Each was used to summarize a traffic video with the same input prompt. The notable events in the traffic video used as input is a car driving in the wrong direction and a woman stepping out of her car into traffic.

Prompt:
caption: “Summarize this traffic crossing video, focusing on unsafe or risk events such as vehicles going in the wrong direction which could cause an accident.”

caption_summarization: “You should summarize the following events of a traffic crossing video in the format start_time:end_time:caption. If during a time segment only regular activities happen, then ignore them, else note any irregular activities like vehicles going in the wrong opposite direction in detail. The output should be bullet points in the format start_time:end_time: detailed_event_description. Don’t return anything else except the bullet points.”

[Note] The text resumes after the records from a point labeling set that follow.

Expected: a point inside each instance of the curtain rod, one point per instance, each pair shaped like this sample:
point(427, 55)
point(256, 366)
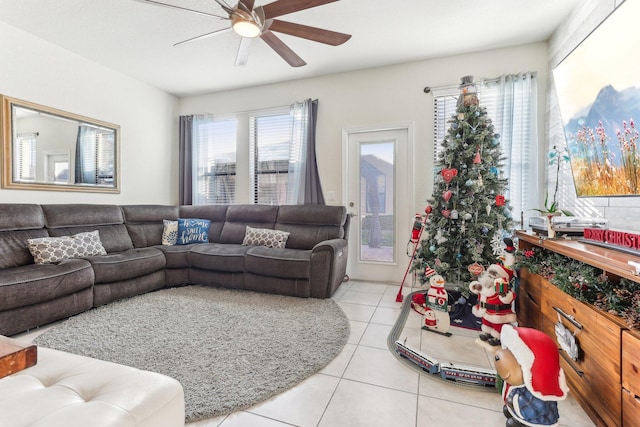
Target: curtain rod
point(428, 89)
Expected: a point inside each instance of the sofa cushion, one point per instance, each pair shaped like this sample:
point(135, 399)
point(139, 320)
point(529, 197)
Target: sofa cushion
point(13, 247)
point(126, 265)
point(218, 257)
point(145, 223)
point(176, 255)
point(265, 237)
point(65, 220)
point(284, 263)
point(54, 249)
point(19, 216)
point(239, 216)
point(114, 238)
point(33, 284)
point(310, 225)
point(193, 230)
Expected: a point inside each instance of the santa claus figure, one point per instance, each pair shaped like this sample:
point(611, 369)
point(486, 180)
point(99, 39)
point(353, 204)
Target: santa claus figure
point(529, 363)
point(495, 298)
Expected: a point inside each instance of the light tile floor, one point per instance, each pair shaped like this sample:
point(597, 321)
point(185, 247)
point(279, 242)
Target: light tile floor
point(367, 386)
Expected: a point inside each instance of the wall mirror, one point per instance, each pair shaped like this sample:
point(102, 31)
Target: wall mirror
point(49, 149)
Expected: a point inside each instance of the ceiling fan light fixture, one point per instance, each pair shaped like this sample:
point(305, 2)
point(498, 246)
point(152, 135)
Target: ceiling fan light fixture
point(246, 27)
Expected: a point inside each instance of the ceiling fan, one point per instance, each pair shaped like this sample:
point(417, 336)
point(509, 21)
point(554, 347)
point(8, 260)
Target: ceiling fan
point(250, 23)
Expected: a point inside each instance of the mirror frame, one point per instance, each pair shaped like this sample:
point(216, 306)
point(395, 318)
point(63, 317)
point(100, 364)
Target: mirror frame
point(6, 132)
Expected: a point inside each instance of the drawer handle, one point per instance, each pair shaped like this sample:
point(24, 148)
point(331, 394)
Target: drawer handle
point(570, 362)
point(569, 317)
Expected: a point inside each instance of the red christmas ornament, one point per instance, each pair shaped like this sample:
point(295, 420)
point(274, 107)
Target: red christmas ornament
point(475, 269)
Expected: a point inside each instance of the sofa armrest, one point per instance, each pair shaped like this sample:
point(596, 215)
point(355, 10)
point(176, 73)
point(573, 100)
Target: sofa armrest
point(328, 267)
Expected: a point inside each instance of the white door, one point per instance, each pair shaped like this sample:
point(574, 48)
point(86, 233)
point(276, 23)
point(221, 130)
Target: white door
point(378, 196)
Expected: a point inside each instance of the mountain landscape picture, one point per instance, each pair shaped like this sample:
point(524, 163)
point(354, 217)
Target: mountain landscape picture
point(598, 87)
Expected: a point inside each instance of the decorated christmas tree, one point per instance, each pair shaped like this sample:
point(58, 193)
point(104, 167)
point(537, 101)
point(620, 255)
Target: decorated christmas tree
point(468, 215)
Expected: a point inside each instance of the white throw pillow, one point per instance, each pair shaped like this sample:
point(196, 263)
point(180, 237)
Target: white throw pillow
point(265, 237)
point(47, 250)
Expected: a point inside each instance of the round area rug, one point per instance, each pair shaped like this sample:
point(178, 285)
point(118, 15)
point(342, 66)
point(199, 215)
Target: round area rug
point(229, 349)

summary_aggregation: “You are an intelligent traffic monitoring system trying to detect vehicles that are going in the wrong direction. Given the caption in the form start_time:end_time: caption, Aggregate the following captions in the format start_time:end_time:event_description. The output should only contain bullet points.”

Results:

GPT4o

Here are the aggregated captions in the format start_time:end_time:event_description:
• 15.0:16.0: Person exits a car in the middle of traffic.
• 17.099:19.099: Person walks away from the car, standing in front of it, posing a hazard to oncoming traffic.
• 20.099:39.099: Person stands in front of a white car in the left lane, walks towards the left side of the road, and interacts with the driver, posing a risk to traffic flow.
• 40.099:45.103: Person walks in the middle of the road between lanes of traffic, posing a potential hazard to themselves and the vehicles.

VITA-2.0

Here are the aggregated captions in the format start_time:end_time:event_description:
• 0.1:2.7:Wrong-way vehicle detected
• 2.8:9.8:Multiple wrong-way vehicles detected
• 10.1:12.5:Wrong-way vehicle detected in traffic
• 30.2:32.8:Wrong-way vehicle and large truck detected
• 32.8:40.0:Accident involving wrong-way vehicle and large truck

VILA1.5-3B

• 10.0:10.0: Vehicle traveling in wrong direction

VILA1.5-8B

Here are the aggregated captions in the format start_time:end_time:event_description:
• 0.00:10.00: Vehicles going in the wrong direction.
• 10.00:30.00: Vehicles going in the wrong direction, risking an accident.
• 40.00:45.60: Vehicles going in the wrong direction, person standing in the middle of the road, dangerous situation.

VILA1.5-13B

Here are the aggregated captions in the format start_time:end_time:event_description:
• 10.00:40.00: Vehicle traveling in wrong direction
• 50.00:70.80: Vehicle traveling in wrong direction, almost causing accidents

In general, the larger the model the higher quality output. VILA1.5-13B is a good alternative to VITA-2.0 and GPT4o. VILA1.5-40B is also a great option for high quality output but does require significant compute. The 3B and 8B models may hallucinate or miss some details in the video.